Let the number of triangles whose angular points are at the angular points of a given polygon of $n$ sides, but none of whose are the sides of the polygon be $\frac{1}{k}n(n-m)(n-p)$. Find k+m-p ?

Answer 1

A polygon of $n$ sides has $n$ angular points.
Number of triangles formed from these $n$ angular points $={}^n{C}_3$. These are comprised of two exclusive cases
$\left(i\right)$ at least one side of the triangle is a side of the polygon
$\left(ii\right)$ no side of the triangle is a side of the polygon.
Let $AB$ be one side of the polygon. If each angular point of the remaining $(n-2)$ points is joined with $A$ and $B$, we get a triangle with one side $AB$.
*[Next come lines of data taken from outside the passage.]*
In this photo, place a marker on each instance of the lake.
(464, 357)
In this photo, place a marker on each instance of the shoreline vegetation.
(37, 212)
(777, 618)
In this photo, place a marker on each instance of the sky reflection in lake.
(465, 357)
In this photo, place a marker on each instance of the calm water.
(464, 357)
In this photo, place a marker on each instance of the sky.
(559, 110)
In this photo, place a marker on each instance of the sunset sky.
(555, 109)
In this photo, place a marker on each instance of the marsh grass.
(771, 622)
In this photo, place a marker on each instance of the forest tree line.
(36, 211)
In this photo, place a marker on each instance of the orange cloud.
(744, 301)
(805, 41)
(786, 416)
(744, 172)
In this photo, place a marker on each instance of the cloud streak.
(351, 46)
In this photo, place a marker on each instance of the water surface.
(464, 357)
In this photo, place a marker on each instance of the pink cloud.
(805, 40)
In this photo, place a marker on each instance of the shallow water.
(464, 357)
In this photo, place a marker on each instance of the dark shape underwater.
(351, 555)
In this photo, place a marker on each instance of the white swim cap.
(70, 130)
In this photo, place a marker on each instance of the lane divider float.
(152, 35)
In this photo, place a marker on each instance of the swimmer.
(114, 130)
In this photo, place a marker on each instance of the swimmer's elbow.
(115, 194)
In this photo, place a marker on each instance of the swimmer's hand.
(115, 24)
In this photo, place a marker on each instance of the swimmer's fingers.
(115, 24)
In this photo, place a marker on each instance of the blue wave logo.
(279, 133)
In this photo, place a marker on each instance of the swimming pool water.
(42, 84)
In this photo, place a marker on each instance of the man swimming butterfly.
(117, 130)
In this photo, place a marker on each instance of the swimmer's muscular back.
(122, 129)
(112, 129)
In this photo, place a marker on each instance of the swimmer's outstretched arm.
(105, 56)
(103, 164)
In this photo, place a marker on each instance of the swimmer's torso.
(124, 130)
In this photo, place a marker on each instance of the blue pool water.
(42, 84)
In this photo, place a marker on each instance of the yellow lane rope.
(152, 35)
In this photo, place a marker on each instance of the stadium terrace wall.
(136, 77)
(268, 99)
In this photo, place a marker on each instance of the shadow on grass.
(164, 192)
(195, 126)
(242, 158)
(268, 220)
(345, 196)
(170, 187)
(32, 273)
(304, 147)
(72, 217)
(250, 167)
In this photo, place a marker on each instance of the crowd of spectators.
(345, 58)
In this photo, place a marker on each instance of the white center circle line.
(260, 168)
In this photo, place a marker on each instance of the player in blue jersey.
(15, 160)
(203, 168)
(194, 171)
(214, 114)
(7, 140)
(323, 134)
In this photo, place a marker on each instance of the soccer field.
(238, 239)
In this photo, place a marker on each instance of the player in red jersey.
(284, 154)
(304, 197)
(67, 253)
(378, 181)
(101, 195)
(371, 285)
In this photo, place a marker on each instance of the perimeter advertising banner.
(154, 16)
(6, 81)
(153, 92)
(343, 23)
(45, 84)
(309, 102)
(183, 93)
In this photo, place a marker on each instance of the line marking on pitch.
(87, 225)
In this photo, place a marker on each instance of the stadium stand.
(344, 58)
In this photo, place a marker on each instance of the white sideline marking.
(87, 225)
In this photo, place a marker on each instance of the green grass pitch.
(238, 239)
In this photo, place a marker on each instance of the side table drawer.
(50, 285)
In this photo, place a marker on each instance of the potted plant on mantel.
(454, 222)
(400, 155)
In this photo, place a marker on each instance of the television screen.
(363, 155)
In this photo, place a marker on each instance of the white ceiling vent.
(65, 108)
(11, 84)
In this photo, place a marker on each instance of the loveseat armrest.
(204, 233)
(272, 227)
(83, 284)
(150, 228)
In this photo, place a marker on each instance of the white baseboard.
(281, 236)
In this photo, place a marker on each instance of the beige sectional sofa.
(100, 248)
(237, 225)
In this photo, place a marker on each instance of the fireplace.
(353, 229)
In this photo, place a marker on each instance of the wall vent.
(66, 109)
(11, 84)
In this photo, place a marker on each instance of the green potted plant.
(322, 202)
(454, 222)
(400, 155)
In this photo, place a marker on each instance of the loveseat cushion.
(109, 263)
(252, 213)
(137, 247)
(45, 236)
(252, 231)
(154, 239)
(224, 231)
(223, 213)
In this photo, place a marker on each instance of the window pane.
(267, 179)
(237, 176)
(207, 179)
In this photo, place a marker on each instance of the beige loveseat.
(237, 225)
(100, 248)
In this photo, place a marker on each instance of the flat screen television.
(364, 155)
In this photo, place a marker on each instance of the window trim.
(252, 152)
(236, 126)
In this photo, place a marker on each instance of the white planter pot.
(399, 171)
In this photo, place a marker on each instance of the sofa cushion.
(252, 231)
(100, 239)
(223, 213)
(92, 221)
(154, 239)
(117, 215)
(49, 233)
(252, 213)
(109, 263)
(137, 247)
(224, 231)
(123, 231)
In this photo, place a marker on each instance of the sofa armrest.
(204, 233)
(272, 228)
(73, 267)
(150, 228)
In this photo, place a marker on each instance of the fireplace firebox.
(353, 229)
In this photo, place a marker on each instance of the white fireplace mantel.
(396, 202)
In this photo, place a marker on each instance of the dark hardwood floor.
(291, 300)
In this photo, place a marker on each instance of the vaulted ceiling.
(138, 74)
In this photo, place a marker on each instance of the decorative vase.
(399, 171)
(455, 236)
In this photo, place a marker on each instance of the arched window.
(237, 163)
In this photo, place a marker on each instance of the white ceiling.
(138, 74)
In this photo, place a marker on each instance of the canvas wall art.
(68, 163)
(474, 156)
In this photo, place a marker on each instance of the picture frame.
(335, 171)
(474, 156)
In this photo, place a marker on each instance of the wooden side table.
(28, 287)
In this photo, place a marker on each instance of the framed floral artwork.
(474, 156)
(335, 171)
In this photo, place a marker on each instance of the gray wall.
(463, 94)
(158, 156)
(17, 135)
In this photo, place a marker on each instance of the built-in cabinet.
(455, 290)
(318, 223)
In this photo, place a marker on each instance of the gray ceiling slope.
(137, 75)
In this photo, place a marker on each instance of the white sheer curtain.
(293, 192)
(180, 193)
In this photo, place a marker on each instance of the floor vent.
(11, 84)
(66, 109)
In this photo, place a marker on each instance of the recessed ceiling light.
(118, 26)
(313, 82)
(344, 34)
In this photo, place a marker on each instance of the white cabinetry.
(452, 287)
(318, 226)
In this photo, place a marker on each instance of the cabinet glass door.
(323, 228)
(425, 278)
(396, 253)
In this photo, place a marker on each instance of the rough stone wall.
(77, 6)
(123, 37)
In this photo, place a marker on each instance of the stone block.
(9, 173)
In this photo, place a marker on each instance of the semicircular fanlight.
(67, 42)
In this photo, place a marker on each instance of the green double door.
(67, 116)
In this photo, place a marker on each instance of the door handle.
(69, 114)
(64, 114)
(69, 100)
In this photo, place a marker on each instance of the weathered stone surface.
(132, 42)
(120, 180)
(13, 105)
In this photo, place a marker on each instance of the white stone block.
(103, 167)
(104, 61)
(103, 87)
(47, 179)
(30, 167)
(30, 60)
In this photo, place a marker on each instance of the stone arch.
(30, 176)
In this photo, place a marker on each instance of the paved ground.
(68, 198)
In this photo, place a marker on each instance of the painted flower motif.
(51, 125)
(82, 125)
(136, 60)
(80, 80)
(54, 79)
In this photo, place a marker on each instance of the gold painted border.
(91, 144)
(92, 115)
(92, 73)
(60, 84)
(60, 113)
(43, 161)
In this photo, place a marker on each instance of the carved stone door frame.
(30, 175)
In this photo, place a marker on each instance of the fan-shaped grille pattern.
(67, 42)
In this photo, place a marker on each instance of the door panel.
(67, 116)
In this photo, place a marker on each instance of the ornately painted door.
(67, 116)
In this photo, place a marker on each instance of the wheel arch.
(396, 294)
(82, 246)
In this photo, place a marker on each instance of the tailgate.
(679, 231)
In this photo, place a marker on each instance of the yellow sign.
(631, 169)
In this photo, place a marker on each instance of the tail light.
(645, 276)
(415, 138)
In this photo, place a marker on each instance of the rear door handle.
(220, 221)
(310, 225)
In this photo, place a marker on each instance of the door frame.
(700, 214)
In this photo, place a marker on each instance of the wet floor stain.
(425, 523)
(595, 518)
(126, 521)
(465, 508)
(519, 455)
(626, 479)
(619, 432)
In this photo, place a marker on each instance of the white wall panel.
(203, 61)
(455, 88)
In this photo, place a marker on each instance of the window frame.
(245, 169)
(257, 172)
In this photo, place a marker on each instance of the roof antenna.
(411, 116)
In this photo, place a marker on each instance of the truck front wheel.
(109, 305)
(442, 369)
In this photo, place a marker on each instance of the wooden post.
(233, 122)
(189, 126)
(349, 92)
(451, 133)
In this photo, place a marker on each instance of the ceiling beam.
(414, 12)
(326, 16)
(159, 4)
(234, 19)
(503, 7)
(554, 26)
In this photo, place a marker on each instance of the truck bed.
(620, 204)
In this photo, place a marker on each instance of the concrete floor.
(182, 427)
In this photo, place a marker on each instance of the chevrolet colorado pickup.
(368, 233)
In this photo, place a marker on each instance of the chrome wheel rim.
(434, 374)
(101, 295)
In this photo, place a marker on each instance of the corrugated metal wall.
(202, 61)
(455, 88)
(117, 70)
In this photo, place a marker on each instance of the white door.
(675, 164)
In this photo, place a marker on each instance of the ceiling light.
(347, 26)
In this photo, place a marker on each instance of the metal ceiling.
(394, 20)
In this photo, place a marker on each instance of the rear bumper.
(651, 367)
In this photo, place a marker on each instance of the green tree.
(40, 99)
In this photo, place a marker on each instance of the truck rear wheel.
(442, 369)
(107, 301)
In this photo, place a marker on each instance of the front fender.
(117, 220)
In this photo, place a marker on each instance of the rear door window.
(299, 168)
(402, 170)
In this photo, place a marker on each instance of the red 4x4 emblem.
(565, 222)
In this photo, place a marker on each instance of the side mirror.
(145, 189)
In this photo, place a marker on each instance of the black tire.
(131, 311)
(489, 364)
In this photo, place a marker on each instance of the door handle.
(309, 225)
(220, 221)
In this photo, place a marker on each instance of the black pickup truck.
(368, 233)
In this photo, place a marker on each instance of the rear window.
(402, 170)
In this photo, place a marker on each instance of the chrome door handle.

$\therefore$ No. of triangles of which $AB$ is one side $=(n-2)$ like wise number of triangles of which $BC$ is one side $=(n-2)$ and of which at least one side is the side of the polygon $=n(n-2)$.
Out of these triangles, some are counted twice. For example, the triangle when $C$ is joined with $AB$ is $△ABC$ is taken as one side. Again triangle formed when $A$ is joined with $BC$ are counted when $BC$ is taken as one side.
Number of such triangles $=n$.
Hence, the number of triangles of which one side is the side of the triangle
$=n(n-2)-n=n(n-3)$
Hence, the total no. of required triangles $={}^n{C}_3-n(n-3)=\frac{1}{6}n(n-4)(n-5)$.